Unlike Burkart et al. (2003) who find that family-controlled firms have lower returns on sales and assets, mean difference tests (Table 11) show that family businesses in France have higher financial performance and larger size. In terms of CSR performance, they display lower CSR score than non-family ones. This result is consistent with Cruz et al. (2014) who provide evidence that family firms have a negative impact on internal social dimensions. However, they are more prone to improve governance quality.

We test the first model (CSR) in the two sub-samples using the system GMM method. Results are presented in Table 12 and show that the previous findings are robust only in non-family firms.

Table 12 The effect of diversity on CSR: Family versus non-family firms

In family firms, only very few demographic and structural attributes seem be significantly associated with their CSR performance. For instance, AGE diversity is positively and significantly associated with CSR. Structural attributes show that the duality structure does not lead family businesses to fund CSR activities. All the remaining board characteristics are not significant.

Given Tables 11 and 12, we are tempted to think that family boards are less diverse than non-family ones, specifically in terms of demographic diversity. In fact, they appoint family members to the director positions to ensure business control (Boubaker and Labégorre 2008), even though when they are under-qualified.

As stated by Jaafar (2016), family firms still assign family members to the board and do not give importance to gender diversity, which can explain the non-significance of the association between GENDER and CSR score. Finally, CSR strategies in family firms closely depend on the share of capital held by foreign owners. However, the presence of institutional owners (I_OWN) is negatively associated with CSR decisions (Lamb and Butler 2016).

Conclusion

This study analyzes the link between board characteristics and corporate social responsibility. It is drawn on a sample of listed firms on the SBF120 index between 2003 and 2016. This work widens the scope of empirical knowledge on the link between diversity of boards and corporate social responsibility by considering two different forms of diversity in boards: diversity of boards which assess the influence of structural characteristics in boards and diversity in boards to analyze how the demographic attributes of directors could be associated with specific dimensions of CSR performance such as age, gender, educational level, and multiple directorships.

The empirical analysis shows that structural and demographic attributes have controversial associations with CSR areas. We find that the significant and positive association between independent directors and CSR score derives from their positive association with corporate governance. Gender diversity is positively and significantly associated only with specific areas of CSR, such as improving the governance quality and the protection of human rights. Furthermore, age diversity is positively associated with corporate governance, human resources, human rights, and environmental issues and enhances, therefore, CSR performance. Moreover, the percentage of foreign directors is positively and significantly associated with environment and community involvement performance.

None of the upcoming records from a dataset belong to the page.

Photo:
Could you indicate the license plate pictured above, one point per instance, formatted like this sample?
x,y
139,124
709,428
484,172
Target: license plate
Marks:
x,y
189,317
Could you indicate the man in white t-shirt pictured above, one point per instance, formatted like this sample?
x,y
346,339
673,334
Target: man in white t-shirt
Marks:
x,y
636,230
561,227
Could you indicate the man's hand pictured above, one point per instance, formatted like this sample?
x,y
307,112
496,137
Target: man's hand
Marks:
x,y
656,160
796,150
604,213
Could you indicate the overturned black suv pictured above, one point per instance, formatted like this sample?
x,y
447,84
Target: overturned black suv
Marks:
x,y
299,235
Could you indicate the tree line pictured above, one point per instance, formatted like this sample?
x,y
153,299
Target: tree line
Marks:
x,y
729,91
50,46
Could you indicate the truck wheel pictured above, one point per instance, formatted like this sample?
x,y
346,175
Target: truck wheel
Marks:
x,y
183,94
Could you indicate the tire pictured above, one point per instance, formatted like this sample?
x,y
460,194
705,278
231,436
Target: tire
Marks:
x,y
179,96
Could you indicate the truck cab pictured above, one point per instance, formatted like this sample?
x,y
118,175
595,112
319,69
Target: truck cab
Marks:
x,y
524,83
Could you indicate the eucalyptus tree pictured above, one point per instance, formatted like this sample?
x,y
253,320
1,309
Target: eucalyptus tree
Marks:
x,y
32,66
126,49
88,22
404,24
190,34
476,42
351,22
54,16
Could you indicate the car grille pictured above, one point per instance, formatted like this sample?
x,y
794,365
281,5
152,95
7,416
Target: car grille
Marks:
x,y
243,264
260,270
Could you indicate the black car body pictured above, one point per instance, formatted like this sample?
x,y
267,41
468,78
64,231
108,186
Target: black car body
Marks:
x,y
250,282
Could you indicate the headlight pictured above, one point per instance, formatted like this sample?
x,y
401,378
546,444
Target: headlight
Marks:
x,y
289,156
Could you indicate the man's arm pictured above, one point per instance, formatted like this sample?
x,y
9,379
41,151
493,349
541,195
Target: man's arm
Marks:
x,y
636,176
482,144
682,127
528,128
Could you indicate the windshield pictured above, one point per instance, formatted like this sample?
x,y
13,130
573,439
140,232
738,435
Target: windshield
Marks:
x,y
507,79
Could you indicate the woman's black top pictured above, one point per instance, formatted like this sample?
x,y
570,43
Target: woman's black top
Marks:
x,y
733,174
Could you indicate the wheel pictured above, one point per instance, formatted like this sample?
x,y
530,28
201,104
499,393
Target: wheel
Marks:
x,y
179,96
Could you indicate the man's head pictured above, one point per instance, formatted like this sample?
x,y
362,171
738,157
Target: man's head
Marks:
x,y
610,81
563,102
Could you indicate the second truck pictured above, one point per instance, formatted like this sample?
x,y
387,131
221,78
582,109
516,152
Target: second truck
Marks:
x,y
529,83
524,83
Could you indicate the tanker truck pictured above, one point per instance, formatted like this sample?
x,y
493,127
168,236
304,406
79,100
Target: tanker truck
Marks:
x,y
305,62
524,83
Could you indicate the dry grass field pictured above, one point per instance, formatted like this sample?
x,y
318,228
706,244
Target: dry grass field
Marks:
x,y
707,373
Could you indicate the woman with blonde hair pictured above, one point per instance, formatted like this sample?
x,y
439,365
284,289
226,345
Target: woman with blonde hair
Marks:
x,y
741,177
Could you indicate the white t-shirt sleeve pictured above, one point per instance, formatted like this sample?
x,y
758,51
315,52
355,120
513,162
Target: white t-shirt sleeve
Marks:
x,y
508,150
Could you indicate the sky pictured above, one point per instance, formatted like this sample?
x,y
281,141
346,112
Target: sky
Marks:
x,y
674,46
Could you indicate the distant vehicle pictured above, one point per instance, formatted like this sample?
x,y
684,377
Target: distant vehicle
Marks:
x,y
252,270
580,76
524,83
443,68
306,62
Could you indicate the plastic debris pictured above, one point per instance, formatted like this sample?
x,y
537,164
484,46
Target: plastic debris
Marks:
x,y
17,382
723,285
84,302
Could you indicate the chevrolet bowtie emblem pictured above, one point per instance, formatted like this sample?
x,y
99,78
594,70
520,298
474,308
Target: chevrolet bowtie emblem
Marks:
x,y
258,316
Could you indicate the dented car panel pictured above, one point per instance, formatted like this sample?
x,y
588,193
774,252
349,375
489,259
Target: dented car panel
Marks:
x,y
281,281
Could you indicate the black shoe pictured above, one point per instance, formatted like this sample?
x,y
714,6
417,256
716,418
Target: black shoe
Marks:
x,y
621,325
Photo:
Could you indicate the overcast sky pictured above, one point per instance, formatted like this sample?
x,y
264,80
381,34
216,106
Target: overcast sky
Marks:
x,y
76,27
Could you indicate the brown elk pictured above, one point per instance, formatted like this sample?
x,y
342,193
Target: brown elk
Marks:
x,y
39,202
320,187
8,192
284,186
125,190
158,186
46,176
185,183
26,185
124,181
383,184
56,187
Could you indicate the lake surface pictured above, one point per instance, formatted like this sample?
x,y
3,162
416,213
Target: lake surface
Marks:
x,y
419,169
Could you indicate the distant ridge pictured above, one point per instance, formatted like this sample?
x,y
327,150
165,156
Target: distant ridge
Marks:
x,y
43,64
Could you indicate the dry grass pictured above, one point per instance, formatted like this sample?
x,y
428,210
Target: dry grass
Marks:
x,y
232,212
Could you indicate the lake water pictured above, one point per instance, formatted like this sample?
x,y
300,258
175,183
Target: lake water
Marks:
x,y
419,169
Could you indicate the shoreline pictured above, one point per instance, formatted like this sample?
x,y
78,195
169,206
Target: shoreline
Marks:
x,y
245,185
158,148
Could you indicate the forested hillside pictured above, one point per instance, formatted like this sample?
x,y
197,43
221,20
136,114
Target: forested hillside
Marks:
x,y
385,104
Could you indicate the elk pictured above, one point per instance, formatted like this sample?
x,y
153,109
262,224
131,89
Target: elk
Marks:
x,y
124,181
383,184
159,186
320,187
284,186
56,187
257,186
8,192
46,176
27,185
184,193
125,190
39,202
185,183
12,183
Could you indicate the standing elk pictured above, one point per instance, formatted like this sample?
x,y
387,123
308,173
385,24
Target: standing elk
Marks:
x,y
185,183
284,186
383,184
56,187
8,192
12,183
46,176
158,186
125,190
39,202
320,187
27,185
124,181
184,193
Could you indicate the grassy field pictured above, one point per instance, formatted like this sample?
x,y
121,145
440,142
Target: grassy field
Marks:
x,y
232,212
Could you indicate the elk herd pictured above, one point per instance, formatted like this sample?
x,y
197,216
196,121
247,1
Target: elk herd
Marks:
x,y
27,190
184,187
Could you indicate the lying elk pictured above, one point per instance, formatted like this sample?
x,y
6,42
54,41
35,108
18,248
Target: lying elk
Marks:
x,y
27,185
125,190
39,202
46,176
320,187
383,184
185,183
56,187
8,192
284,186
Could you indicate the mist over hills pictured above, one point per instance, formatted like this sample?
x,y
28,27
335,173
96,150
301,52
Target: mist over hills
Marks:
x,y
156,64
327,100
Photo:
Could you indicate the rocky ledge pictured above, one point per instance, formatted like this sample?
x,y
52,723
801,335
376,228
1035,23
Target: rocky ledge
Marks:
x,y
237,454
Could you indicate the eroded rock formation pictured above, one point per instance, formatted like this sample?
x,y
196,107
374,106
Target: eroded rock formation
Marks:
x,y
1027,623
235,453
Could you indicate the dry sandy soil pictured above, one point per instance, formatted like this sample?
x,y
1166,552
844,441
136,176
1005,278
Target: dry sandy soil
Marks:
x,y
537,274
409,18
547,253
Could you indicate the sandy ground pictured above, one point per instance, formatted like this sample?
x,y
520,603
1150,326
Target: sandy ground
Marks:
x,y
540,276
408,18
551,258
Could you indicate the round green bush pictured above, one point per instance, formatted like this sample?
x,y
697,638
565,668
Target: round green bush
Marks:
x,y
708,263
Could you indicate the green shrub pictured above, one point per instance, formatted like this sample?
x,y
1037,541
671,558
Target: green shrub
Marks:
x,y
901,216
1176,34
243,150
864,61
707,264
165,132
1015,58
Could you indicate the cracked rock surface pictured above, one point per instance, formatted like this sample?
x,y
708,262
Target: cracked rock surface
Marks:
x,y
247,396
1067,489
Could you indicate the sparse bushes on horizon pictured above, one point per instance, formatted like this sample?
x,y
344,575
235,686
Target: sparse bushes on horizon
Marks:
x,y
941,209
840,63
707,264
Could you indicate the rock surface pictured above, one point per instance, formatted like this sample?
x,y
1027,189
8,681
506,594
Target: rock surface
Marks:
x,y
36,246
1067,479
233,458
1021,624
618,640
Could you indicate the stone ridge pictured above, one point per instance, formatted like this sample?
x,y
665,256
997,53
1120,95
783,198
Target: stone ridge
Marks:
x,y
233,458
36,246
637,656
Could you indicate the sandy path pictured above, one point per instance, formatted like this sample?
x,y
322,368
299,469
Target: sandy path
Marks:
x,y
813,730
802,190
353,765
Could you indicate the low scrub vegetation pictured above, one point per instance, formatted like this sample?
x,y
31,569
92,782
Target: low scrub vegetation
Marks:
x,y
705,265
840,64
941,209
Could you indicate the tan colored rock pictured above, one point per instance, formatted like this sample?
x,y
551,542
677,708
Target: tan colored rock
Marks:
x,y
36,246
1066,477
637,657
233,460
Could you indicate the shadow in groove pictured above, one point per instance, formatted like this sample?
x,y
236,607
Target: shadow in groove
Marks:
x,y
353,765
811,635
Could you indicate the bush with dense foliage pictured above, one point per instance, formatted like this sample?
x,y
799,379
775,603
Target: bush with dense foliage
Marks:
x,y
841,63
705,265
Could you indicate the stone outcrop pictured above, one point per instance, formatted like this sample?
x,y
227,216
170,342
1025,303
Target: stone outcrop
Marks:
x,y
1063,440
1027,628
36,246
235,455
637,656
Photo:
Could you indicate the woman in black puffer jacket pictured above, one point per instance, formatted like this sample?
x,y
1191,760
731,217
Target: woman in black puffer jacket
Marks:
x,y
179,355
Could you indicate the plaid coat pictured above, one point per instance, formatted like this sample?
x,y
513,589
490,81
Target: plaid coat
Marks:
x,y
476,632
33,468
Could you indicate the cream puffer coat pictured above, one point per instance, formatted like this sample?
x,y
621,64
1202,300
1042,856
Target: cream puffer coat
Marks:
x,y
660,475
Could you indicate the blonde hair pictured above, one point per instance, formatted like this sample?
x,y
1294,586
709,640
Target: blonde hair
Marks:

Director’s educational level favors CSR score in all CSR areas except the corporate governance component. Furthermore, multiple directorships are positively associated with CSR score, and this is also supported for human resources, environment, and business ethics. Unexpectedly, business education has no association with CSR performance; however, the results show that the presence of directors with business education is negatively associated with environment and business ethics dimensions, while it is positively associated with corporate governance dimension.

Moreover, family boards are less diverse than non-family ones. Specifically, they have a lower number of independent, foreign, and highly educated directors.

The current paper contributes to the debate of the influence of board diversity and how it could bring new meaningful insights specifically in terms of more ethical behavior.

In future research, it could be interesting to focus on the influence of CSR committee on CSR performance, and on social risk becoming a significant managerial risk.